IMPORTANT CHANGES REGARDING CERTAIN TYPE OF APPLICANT TO BE MADE BEFORE 9 JULY - MEANS APPLICATION SHOULD BE SUBMITTED BY THE 6TH
13 June 2012
On 11 June 2012, the Home Secretary, Theresa May, announced to Parliament that new restrictions would be introduced, which are intended to reduce the number of non-EEA family migrants. Most of the changes are intended to apply to new applicants from 9 July 2012.
As announced in a previous article, the UKBA has designed a series of measures designed to reduce family migration dramatically. Many family migrants, particularly those on lower incomes, who would qualify for leave under the current Immigration Rules, will no longer do so after the introduction of these changes.
In brief, the changes will:
- Increase the current 2-year probationary period for partners to 5 years. It will also be necessary to renew probationary leave to remain in-country after 2.5 years.
- Introduce a new minimum income threshold of £18,600 for sponsoring a partner, with a higher threshold for any children also sponsored: £22,400 for one child and an additional £2,400 for each further child; this threshold (which may increase) will also have to be met when applying to renew leave to remain after 2.5 years and for settlement after 5 years. This new minimum income threshold will replace the current requirement of ‘adequate maintenance’, which equates to the Income Support level for the individual family;
- Introduce a requirement that the relationship should be ‘genuine’ as well as ‘subsisting’ and will publish a list of factors indicating genuine and non-genuine relationships in guidance documents. The ‘genuine’ requirement will also have to be satisfied after 2.5 years.
- The current route of immediate settlement for migrant spouses and partners who have been living together overseas for at least 4 years is to be abolished.
- From October 2013, all applicants for settlement will be required to pass the Life in the UK test and meet an English language requirement of B1 or above. The current requirement is to pass the Life in the UK test or an ESOL course using citizenship materials;
- In addition, applicants will be required to satisfy a new criminality threshold to be introduced in the Immigration Rules.
If you are a non-EEA partner of a person present and settled in the UK or of a person who is intending to apply to bring you to the UK and you satisfy the requirements of the current Rules, then you would be well advised to apply for a visa/leave to remain before 9 July 2012 in order to benefit from the current, less restrictive criteria. This is especially so if you have any doubts about whether you would meet the requirements of the new Rules.
If you are planning to marry after 9 July 2012 before applying for a visa/leave to remain as a partner, then you may wish to seriously consider bringing the date of your marriage forward to enable an application to be made before 9 July, prior to the introduction of these changes.

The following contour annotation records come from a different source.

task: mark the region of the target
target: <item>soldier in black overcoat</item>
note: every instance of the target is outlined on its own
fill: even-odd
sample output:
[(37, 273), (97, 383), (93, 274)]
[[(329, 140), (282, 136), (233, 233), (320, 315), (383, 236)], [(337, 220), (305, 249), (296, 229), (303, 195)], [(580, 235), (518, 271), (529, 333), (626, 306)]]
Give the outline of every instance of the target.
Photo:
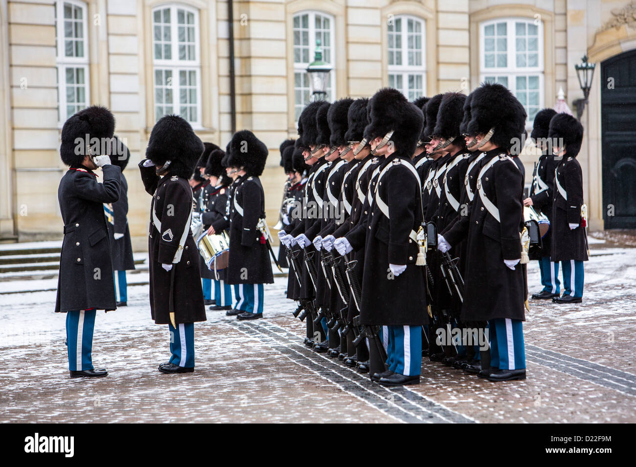
[(468, 215), (438, 236), (438, 248), (443, 252), (467, 240), (461, 318), (489, 324), (491, 366), (480, 374), (493, 381), (523, 379), (525, 291), (520, 262), (523, 175), (514, 160), (517, 154), (511, 153), (521, 147), (526, 113), (505, 86), (485, 83), (473, 93), (471, 117), (467, 133), (476, 135), (485, 153), (477, 193)]
[(571, 115), (557, 114), (550, 120), (549, 139), (554, 142), (558, 162), (555, 175), (551, 259), (561, 262), (563, 292), (555, 303), (581, 303), (583, 261), (588, 259), (587, 219), (583, 211), (583, 176), (576, 156), (583, 140), (583, 127)]
[[(121, 170), (108, 154), (114, 118), (92, 106), (62, 128), (60, 156), (69, 170), (57, 191), (64, 223), (55, 312), (66, 313), (66, 344), (71, 377), (106, 376), (95, 370), (91, 352), (95, 312), (116, 308), (111, 243), (104, 203), (119, 199)], [(93, 170), (102, 168), (103, 182)]]
[(104, 209), (109, 208), (113, 214), (113, 222), (108, 222), (108, 227), (111, 233), (113, 267), (114, 269), (115, 292), (117, 294), (118, 308), (127, 304), (126, 271), (135, 269), (135, 260), (132, 255), (130, 229), (128, 226), (128, 182), (123, 174), (123, 170), (130, 159), (130, 151), (116, 136), (113, 138), (112, 150), (111, 163), (121, 170), (120, 198), (108, 208), (104, 205)]
[[(530, 137), (534, 140), (535, 146), (541, 151), (539, 161), (534, 166), (532, 173), (532, 185), (530, 196), (523, 200), (524, 206), (531, 206), (537, 212), (544, 214), (551, 224), (552, 201), (555, 189), (555, 170), (558, 162), (551, 153), (551, 145), (548, 144), (548, 134), (550, 120), (556, 114), (553, 109), (543, 109), (537, 112), (532, 125)], [(558, 280), (558, 263), (550, 259), (552, 248), (551, 229), (541, 239), (541, 250), (538, 257), (530, 259), (539, 260), (539, 269), (541, 276), (543, 289), (538, 294), (533, 294), (534, 299), (552, 299), (560, 295), (561, 283)]]
[(258, 227), (265, 218), (265, 196), (258, 177), (265, 167), (267, 154), (265, 144), (246, 130), (234, 133), (228, 145), (228, 164), (239, 170), (230, 207), (226, 280), (238, 285), (241, 300), (235, 309), (241, 312), (237, 315), (239, 320), (263, 316), (263, 285), (274, 281), (266, 238)]
[(148, 227), (150, 311), (167, 324), (170, 360), (162, 373), (194, 371), (194, 323), (205, 321), (198, 251), (190, 226), (193, 208), (188, 182), (203, 152), (201, 140), (186, 120), (162, 117), (153, 128), (139, 163), (146, 191), (152, 195)]

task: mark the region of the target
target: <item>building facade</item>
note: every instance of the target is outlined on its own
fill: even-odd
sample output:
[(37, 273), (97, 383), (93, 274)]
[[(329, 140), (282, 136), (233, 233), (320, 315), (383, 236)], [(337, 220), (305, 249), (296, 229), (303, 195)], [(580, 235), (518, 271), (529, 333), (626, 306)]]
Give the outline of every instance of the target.
[[(560, 88), (574, 108), (583, 96), (574, 65), (587, 55), (597, 70), (579, 159), (590, 227), (633, 228), (634, 18), (636, 2), (626, 0), (0, 0), (0, 240), (61, 236), (62, 125), (100, 104), (131, 150), (128, 222), (135, 248), (145, 248), (149, 199), (136, 163), (167, 113), (225, 147), (231, 30), (236, 128), (270, 148), (263, 177), (270, 224), (284, 180), (278, 146), (296, 134), (319, 41), (333, 67), (331, 100), (386, 86), (411, 100), (467, 93), (496, 81), (525, 106), (529, 127)], [(523, 156), (527, 181), (533, 158)]]

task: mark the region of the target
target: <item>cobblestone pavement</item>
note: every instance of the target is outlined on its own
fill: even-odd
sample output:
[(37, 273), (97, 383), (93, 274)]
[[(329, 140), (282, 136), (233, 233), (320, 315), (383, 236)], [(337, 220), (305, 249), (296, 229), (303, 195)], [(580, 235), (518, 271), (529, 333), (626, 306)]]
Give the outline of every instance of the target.
[[(530, 301), (528, 378), (506, 383), (425, 358), (418, 386), (371, 384), (303, 345), (282, 278), (265, 288), (262, 320), (209, 311), (186, 375), (157, 371), (167, 327), (150, 319), (148, 286), (130, 287), (128, 307), (97, 315), (93, 360), (110, 374), (71, 379), (55, 292), (0, 295), (0, 421), (634, 423), (636, 249), (593, 246), (582, 305)], [(529, 283), (541, 288), (536, 262)]]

If you are already planning to marry before 9 July or will have been in a relationship akin to a marriage or civil partnership for two years shortly before that date, then you would be well advised to prepare any application for a visa/leave to remain beforehand so that it can be submitted promptly before the Rules change.
Even if you would meet the requirements of the new rules, you would still be well advised to make an application for a visa or leave to remain before 9 July 2012 in order to benefit from the current 2-year probationary period for settlement.